Bi-directional agreement rules
Thursday, February 26th, 2009Agreement rules are applied recursively, currently starting at the leaf nodes and working upwards towards the root. As I mentioned at the time they were introduced, this allows indirect propagation to occur upwards but not downwards. (Direct propagation is what can be achieved by applying a single rule once; indirect propagation requires two or more such steps.) So far this has not been a problem, but I think it’s almost certain to become one.
The solution I was toying with was to apply the agreement rules repeatedly until a stable solution was obtained. On reflection, I have two concerns about this idea. The first and very obvious one is that there might not be a stable solution. Worse, it would be very difficult to check in advance whether a given set of rules could fail to give a stable solution - certainly it would not be obvious by inspection. Secondly, there are useful techniques which work when rules are executed once but not when they are executed twice or more (and especially if you don’t know in advance how many times or in what order).
An example that relies on once-only execution is setting a tag at level n on condition A then clearing it at leven n-1 on condition B. This implements the condition ‘A and not B’, but with the qualification that if level n is the root (so n-1 does not exist) then it reduces to condition A. I’ve yet to find any other way of achieving this effect that works in all cases.
For this reason, I think a compromise is in order. Rather than allow an arbitrary number of iterations, my intention is to perform two passes: one upwards and one downwards. My reasoning is that this is (minimally) sufficient to allow information to propagate from any point in the tree to any other point in the tree. (Note that would not be so if the downward pass were formed first, so the order is important.)
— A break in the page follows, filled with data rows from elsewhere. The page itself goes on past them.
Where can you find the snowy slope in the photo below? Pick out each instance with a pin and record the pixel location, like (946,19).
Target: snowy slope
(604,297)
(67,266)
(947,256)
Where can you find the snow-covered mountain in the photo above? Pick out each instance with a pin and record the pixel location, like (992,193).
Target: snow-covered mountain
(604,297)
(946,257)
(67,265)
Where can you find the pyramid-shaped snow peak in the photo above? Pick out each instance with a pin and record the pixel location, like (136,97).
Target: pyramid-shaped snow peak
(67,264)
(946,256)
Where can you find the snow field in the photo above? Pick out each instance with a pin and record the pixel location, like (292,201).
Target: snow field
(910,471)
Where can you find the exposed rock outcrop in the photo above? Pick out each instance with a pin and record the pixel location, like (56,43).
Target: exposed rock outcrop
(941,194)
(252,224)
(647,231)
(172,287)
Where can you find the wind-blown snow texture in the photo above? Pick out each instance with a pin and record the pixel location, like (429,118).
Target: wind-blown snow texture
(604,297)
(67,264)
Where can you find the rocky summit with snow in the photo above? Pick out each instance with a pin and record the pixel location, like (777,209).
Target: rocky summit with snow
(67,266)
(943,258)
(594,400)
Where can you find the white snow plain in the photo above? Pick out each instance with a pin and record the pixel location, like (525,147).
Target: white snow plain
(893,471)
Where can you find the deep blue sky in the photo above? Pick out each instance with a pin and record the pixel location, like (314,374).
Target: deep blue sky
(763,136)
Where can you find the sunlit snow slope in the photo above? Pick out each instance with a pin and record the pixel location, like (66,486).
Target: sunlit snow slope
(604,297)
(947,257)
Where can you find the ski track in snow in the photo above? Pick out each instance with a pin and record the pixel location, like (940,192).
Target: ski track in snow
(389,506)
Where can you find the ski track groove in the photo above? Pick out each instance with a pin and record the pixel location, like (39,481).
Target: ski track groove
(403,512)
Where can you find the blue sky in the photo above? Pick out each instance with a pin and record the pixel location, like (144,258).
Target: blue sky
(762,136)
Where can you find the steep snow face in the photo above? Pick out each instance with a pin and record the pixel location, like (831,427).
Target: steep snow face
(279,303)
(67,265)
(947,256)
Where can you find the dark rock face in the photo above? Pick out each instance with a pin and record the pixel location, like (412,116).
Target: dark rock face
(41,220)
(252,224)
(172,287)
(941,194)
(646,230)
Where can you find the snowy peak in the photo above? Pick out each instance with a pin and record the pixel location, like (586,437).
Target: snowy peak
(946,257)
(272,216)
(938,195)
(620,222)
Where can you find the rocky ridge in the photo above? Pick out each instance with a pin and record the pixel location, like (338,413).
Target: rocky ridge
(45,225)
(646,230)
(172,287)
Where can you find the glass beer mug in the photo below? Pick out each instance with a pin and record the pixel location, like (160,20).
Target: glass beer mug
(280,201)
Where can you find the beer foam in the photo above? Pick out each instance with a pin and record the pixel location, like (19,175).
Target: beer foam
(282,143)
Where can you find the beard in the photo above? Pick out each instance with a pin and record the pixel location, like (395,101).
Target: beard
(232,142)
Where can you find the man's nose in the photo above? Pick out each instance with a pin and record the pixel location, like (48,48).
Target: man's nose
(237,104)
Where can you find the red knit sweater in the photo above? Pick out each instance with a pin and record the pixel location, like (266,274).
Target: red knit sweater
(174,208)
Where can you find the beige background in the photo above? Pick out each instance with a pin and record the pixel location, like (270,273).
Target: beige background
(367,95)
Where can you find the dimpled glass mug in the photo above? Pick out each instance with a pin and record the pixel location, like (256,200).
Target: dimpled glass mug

So that rules are applied once only, they will be marked to indicate whether they refer to the upward or downward pass. The syntax will be:
agreement upward phrase;
agreement downward phrase;
For order of application I see three options:
- Leave the order undefined, as at present.
- Leave the order undefined, but require that the result not be dependent upon it.
- Apply all rules simultaneously to any given node, and require that they not conflict with each other.
- Define the order in which rules are applied.
The difficulty with option 1 is that it provides no assurance that language definition files are portable from one implementation (or version) of the translation system to another. Options 2 and 3 ensure portability, but only if the specified restrictions are enforced, and it turns out that option 3 is rather easier to enforce than option 2. Option 4 would ensure portability too, and in some respects would be more powerful than option 3, but I think the rulesets would be less readable, and I’ve not (yet) seen any evidence that a more powerful syntax is needed.
For these reasons I’m inclined to favour option 3. The method for detecting conflicts will be to iterate through all rules making note of how the tags attached to each node will change, but not actually making those changes immediately. Each node is then re-examined and the changes executed. A conflict is raised if any tag is required to be both added to and removed from a node. As a further refinement it would be helpful to mark nodes during the first phase that will need to be re-visited during the second phase, in order to avoid having to re-visit every node.
[Update 2009-02-27: taking this policy to its logical conclusion, implementation-dependent behaviour is something which ought to be eliminated across the whole of the translation system so far as is possible. This probably won't always be done by applying rules in parallel - for example, the inflection system already has a mechanism for specifying the order in which rules are applied - but I would expect for the most part that the same set of options will be available.]